You will notice that motorcycle service manuals state that valve clearances must be checked when the engine is cold (after the machine ideally is left to cool overnight). This is because the valve clearances are smaller when the engine is hot. The exhaust valve gets hotter than the inlet valve, so a greater tolerance is allowed due to thermal expansion on the exhaust valve. When the engine is hot the tolerances should be virtually zero. The difference, then, between an up to temperature engine and a cold engine is approximately 0.15mm on the inlet valve and 0.3mm on the exhaust (modern Japanese bike). The exhaust valve gets hotter than the inlet valve and therefore expands more, so needs a greater cold clearance.What happens if the valves are too tight? Well, at cold it’s not a problem, but as the engine warms up and the tolerances are taken up, problems arise. If you hear about burnt valves, this is what is happening; the exhaust valve which sits directly in the stream of hot exhaust gases at extreme temperatures relies on the direct contact with the valve seat to transfer heat away and cool itself.
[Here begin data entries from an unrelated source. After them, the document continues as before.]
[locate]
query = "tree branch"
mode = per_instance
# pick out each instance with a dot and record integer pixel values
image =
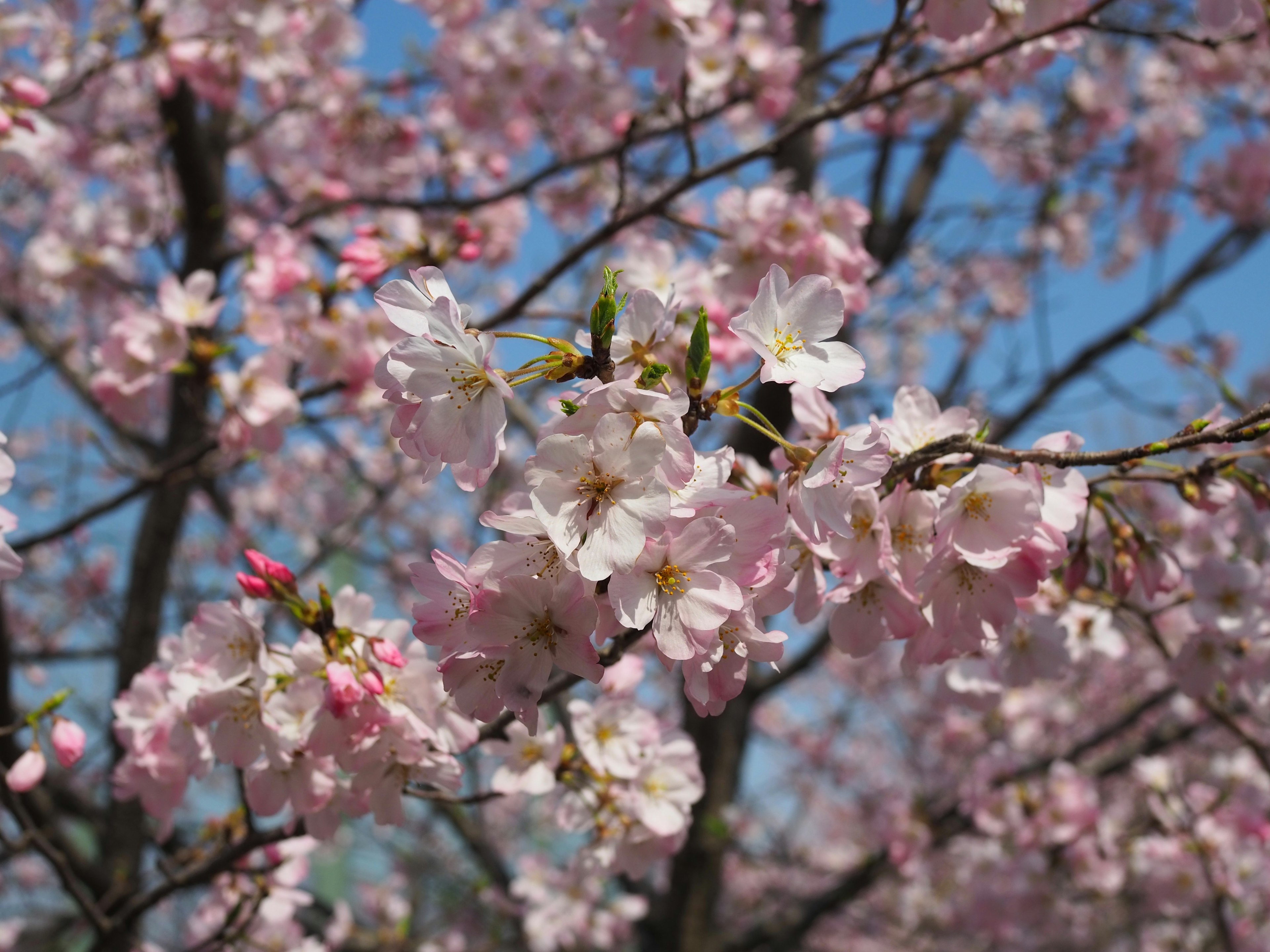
(1251, 426)
(1226, 251)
Take away that cooling and the valve gets too hot and eventually starts to break down.
Burnt exhaust valves are an extreme case, and for this to happen, your valves will be in a bad state of alignment, requiring a serious tune up. If you are mechanically sympathetic, you shouldn’t let your bike get this far. The likely issue with tight valves is one of valves opening too early, and closing too early and in extreme cases not seating properly. The not seating properly gives you leakage when you want a tight seal, and a leaky engine ultimately means reduced power (the reason we use a compression test to check not only piston rings, but cylinder head condition).
What about loose valves? Well, the tolerances can get bigger over time, usually due to valve train (cam) wear, but far more likely in the early life of an engine is for the valve clearances to tighten up as the valves ‘bed in’ to their seats. Valve clearances which are over the recommended tolerance may manifest in increased noise, (no contact followed by contact between cam and follower) and in extreme cases, the valves open later and close earlier and don’t open as much, reducing the volumetric efficiency of the engine. Somewhere in between too tight valves and too loose valves lies the designed valve tolerance, optimum operation, and this is what your checking and adjustment is aiming at.